Clementine had felt inadequate before but never more so than at that moment. She’d always known she wasn’t exactly a beauty queen but until Mathilde showed up hadn’t really noticed just how frumpy, how uninviting she was in comparison. Mathilde would not leave the house without spending an hour applying perfect make-up to her flawless features. Clementine had one single lipstick that after nearly a decade of sporadic application had not even worn itself to a point. Mathilde blow-dried her hair every morning; Clementine only washed hers once a week and even then couldn’t always get a comb through it. Mathilde threw outfits together and looked like a fashion model; Clementine threw outfits together and looked like someone else had been doing the throwing.
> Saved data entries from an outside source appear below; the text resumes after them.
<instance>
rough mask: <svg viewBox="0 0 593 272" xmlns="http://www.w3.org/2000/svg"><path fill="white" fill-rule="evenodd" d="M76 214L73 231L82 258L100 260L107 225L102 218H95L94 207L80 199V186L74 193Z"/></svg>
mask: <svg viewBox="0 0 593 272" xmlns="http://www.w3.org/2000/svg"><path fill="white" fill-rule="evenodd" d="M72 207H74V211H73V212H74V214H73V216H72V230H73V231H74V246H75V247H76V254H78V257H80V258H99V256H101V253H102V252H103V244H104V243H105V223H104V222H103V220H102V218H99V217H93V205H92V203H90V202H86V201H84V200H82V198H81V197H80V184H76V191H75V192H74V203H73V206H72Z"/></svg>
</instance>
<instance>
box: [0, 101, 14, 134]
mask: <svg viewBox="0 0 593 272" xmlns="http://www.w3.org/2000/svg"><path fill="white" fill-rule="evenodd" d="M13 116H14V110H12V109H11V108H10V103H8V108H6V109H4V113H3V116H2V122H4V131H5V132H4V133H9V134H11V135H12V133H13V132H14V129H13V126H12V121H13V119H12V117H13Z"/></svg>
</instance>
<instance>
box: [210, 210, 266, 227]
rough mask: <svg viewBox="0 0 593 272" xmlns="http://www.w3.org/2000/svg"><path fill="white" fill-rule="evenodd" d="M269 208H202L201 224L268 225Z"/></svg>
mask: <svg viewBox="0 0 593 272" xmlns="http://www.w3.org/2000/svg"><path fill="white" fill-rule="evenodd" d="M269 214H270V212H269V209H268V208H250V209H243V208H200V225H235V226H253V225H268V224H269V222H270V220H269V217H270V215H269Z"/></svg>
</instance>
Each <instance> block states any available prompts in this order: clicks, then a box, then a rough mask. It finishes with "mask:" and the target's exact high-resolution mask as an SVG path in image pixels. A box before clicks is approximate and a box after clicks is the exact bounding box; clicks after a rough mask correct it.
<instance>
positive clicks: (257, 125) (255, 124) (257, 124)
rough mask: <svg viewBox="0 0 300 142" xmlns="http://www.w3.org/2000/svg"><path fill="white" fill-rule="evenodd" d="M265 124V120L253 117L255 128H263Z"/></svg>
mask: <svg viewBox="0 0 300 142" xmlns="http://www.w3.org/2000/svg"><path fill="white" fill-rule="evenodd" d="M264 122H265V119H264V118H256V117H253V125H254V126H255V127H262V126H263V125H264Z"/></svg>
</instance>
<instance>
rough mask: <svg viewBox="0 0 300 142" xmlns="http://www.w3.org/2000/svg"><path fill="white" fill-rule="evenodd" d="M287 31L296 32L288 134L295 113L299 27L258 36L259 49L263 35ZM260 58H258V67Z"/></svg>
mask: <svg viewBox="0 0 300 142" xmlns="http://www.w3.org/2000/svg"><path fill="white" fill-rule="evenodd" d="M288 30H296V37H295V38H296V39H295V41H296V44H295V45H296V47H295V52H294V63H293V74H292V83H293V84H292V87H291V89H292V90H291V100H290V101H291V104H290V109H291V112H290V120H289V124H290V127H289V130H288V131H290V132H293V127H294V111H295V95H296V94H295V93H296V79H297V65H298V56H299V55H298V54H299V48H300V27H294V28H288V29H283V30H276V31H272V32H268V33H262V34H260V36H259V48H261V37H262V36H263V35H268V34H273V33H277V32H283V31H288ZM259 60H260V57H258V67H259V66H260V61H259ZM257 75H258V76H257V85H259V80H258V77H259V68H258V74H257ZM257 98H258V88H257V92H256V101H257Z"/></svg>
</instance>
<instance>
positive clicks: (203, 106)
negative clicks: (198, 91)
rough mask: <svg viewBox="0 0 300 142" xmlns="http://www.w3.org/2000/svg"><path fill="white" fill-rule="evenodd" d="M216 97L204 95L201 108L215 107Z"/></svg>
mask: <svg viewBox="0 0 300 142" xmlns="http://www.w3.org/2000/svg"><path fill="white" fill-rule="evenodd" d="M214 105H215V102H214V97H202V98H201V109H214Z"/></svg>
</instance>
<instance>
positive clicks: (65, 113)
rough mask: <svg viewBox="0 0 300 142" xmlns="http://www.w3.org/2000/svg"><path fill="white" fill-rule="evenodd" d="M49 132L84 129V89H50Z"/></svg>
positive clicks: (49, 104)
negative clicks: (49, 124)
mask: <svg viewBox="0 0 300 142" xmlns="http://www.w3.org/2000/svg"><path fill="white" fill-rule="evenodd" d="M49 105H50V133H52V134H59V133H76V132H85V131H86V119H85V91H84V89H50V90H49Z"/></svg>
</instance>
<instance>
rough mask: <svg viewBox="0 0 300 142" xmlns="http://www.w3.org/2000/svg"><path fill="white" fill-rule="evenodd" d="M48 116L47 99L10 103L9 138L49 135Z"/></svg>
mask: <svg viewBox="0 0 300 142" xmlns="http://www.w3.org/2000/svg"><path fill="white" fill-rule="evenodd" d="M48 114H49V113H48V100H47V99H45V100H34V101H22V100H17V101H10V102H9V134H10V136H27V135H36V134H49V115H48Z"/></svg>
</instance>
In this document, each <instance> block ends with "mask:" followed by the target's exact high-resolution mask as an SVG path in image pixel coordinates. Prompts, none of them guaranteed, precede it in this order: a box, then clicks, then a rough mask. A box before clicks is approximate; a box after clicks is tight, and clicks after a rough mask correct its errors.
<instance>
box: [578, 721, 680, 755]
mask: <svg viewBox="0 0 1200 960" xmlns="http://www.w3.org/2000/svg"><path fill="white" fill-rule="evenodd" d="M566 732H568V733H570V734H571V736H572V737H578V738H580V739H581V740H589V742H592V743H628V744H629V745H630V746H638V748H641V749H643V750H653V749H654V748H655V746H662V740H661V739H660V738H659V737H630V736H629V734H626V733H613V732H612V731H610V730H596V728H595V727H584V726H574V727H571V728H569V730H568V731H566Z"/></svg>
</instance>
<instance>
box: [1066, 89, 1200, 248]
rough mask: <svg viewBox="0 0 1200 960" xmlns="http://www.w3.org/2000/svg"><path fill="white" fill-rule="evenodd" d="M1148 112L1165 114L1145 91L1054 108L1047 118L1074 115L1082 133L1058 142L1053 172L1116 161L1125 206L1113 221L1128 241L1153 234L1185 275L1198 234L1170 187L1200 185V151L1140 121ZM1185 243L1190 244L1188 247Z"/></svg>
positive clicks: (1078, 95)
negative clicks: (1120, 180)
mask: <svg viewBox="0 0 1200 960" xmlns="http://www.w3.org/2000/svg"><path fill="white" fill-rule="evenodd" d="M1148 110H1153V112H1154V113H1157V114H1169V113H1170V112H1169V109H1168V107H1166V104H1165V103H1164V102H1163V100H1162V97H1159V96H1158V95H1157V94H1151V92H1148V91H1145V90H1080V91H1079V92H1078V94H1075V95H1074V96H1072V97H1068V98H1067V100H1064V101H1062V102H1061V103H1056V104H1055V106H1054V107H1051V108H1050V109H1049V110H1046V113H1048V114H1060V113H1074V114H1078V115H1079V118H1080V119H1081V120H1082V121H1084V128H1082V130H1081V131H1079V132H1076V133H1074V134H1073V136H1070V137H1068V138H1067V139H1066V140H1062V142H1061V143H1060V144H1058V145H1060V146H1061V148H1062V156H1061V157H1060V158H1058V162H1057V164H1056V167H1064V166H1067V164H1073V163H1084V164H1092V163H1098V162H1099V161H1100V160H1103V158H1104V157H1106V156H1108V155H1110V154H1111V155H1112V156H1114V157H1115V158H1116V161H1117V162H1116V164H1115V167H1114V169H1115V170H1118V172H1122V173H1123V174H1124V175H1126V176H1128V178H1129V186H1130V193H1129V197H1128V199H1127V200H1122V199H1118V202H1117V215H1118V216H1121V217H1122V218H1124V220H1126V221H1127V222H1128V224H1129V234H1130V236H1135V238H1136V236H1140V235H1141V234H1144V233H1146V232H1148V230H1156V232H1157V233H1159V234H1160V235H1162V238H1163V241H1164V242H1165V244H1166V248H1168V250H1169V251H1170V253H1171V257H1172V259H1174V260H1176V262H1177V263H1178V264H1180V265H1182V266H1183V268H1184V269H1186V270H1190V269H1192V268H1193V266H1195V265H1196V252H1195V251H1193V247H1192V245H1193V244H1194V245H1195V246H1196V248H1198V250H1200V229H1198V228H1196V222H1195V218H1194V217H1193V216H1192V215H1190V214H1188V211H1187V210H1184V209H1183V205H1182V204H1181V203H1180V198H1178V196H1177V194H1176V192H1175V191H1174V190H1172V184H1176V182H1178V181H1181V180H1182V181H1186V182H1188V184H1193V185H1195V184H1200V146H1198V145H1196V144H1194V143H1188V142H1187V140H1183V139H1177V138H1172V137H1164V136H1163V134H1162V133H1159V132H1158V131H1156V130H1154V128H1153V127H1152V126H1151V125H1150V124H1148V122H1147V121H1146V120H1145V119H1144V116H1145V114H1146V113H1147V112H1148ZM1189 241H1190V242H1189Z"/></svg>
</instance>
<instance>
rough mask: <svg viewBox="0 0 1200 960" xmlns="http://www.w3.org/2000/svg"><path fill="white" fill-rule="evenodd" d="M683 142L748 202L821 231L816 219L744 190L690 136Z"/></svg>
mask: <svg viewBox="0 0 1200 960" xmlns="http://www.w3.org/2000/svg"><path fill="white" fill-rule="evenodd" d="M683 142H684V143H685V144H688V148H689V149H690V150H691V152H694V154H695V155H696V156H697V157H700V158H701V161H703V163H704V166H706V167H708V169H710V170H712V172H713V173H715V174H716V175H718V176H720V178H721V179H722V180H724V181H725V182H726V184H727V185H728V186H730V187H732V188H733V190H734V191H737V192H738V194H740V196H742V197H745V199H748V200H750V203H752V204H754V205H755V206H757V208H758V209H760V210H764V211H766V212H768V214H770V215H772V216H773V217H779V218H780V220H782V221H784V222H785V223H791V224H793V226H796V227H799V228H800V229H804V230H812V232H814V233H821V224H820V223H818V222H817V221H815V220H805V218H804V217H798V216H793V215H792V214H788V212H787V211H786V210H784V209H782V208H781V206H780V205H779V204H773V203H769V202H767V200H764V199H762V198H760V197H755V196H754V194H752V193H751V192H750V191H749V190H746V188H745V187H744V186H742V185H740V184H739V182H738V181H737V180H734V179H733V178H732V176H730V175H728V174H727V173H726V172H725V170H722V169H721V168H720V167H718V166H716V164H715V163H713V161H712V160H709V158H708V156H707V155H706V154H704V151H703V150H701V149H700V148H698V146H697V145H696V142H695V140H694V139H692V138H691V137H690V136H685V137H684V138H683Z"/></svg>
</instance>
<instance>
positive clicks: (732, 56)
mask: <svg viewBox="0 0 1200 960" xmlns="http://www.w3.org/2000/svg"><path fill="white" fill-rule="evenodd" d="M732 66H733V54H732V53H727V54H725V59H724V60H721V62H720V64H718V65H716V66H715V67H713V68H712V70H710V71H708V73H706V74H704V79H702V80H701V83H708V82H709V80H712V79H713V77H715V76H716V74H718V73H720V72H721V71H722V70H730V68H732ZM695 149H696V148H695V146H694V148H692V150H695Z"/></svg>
She glanced down at her baggy brown skirt and over-sized man’s shirt, the vines forgotten for a moment. Was that why Benoît had done little but glance and mumble at her all these years, she thought, the inadequacy rumbling inside her? Had she been deluding herself that one day those mumbles would turn into conversations
, the conversations into feelings, the feelings into marriage and motherhood and a whole new blend of champagne? Had he truly been asking her to the Saint Vincent’s Day parade or just politely inquiring if she was going? She had been so certain there was something between them but now, suddenly … Was it her in whom he would never be interested?
Mathilde exhaled her Gauloise smoke and watched all these doubts unfold across the landscape of her sister’s face. Clementine was very badly practised at hiding her emotions whereas Mathilde was an expert. She had seen three stepfathers come and go and watched her mother’s roller-coaster self-esteem rise and fall with each one — and paid the price. There’d been countless stepbrothers and stepsisters (she hadn’t been exaggerating about that, although her mother always grew far too fond of them); there’d been more bedrooms than she could remember; a change of school most years; a change of friends most months. There was no point letting anyone get close, Mathilde had learned, because the moment you had everything you wanted, it could all be whisked away from you in the blink of an eye, the drop of a tear, the whistle of a coffee cup flying past an ear. Better not to give anything away, to keep the world at arm’s length, show it a little of what you had but not let it get close. It was better that way. Her real father, Olivier, was plainly an expert at this and she liked that — if nothing much else — about him. But Clementine, thought Mathilde, as she watched her standing among the vines with her big moony eyes and her sad-sack body, wore her heart on her sleeve, which was no place for it. In her opinion, the big lump needed toughening up.
Mathilde stubbed her cigarette out in the grass with her foot, threw her Walkman into her shoulder bag, then swinging her narrow hips with exaggerated grace she sauntered slowly past her older sister and down through the grapes, crossing the hillside and stopping on the opposite side of the row Benoît was pruning.